Hybridizing blind cave fish from different cave populations can partially restore the vision of their offspring, biologists at New York University have found. The study suggests that genetic engineering can override, at least in part, half a million years of evolutionary change in one generation.
“Evolution has many ways to accomplish the same end result, which in the case of cave fish is blindness,” said NYU Biology Professor Richard Borowsky, the study’s lead author. “For this reason, the genes that are mutated in one population that lead to blindness are different in other, independently evolved populations. Thus, when you cross them, the genetic deficiencies in one lineage are compensated for by strengths in the other, and vice-versa.”
The research, supported by grants from the National Science Foundation and the National Institutes of Health, appears in the most recent issue of the journal Current Biology.

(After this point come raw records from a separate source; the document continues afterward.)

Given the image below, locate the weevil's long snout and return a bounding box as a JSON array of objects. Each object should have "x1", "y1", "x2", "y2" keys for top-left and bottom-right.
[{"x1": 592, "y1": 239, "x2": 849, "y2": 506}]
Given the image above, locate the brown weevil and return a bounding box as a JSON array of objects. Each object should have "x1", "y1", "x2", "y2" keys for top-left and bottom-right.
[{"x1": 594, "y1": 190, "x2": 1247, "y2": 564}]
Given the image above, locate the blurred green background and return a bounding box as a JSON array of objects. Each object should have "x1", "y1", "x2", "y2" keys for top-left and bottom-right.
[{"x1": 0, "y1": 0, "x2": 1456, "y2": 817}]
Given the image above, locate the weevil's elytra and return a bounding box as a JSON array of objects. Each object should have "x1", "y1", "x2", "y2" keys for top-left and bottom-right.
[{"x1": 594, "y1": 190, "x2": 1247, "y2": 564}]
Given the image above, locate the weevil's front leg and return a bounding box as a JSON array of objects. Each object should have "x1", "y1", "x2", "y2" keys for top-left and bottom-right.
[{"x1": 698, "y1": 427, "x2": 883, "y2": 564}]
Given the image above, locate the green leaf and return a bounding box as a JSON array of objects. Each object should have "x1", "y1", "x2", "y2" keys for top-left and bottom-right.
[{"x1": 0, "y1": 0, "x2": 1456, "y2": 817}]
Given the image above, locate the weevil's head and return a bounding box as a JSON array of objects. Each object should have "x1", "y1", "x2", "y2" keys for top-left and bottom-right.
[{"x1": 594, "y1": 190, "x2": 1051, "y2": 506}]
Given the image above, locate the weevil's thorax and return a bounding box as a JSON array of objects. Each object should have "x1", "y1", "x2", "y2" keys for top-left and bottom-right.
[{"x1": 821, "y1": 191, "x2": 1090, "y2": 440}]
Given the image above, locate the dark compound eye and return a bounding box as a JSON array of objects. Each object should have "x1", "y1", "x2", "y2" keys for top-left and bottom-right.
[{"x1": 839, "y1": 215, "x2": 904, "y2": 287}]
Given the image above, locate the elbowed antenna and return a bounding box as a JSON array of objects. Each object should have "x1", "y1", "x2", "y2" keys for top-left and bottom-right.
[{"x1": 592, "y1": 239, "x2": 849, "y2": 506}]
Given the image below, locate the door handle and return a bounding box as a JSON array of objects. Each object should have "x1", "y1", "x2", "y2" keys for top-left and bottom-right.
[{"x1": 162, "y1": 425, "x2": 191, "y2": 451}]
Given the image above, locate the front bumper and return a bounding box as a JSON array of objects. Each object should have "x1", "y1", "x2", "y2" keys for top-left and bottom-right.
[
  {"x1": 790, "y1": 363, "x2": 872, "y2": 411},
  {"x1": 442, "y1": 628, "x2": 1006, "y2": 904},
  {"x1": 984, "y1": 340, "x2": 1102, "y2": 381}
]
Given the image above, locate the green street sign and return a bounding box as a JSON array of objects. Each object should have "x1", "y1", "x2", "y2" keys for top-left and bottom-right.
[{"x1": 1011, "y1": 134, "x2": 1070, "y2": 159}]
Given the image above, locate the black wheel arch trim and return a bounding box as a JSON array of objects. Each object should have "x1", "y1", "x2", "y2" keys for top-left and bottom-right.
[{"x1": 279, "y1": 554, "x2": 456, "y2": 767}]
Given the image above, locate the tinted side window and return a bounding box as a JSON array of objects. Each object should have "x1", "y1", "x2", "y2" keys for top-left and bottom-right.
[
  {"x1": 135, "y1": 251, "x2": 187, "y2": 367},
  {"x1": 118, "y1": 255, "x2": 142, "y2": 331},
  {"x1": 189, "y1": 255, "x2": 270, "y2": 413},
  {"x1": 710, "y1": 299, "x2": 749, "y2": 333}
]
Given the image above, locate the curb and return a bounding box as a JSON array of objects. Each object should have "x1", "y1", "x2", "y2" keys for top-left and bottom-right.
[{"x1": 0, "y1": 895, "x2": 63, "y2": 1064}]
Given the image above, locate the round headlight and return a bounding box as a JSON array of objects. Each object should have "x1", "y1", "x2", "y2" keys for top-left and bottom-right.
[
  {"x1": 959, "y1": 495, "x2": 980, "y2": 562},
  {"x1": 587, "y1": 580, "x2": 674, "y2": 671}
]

The study examined four populations of blind cave fish, Astyanax mexicanus, which inhabit different caves in northeast Mexico. Blind for millennia, these fish evolved from eyed, surface fish. The researchers’ genetic analysis showed that the evolutionary impairment of eye development, as well as the loss of pigmentation and other cave-related changes, resulted from mutations at multiple gene sites.
In order to gauge how genetic make-up could bring about the restoration of vision, the researchers created hybrids of the different cave fish populations. Among these various hybrids, they found that nearly 40 percent in some hybrid crosses could see.
“These fish are descended from ancestors that have been isolated in the dark for nearly one million years and most likely haven’t had the capacity for vision for at least half that time,” said Borowsky. “But by recombining the right genes through hybridization, you can partially restore vision. Not only are the structures of the eye restored to the point where they regain function, but all the connections to the brain for proper processing of information not used for that enormous length of time are restored.”
Borowsky added that the findings could pave the way for greater understanding of human eyes.
“These genes that have had their function altered by mutation are the same genes that normally play important roles in the development and maintenance of the eye in humans as well as in fishes,” he explained. “The cave fish system gives us an experimental model for learning about human eye development and diseases.”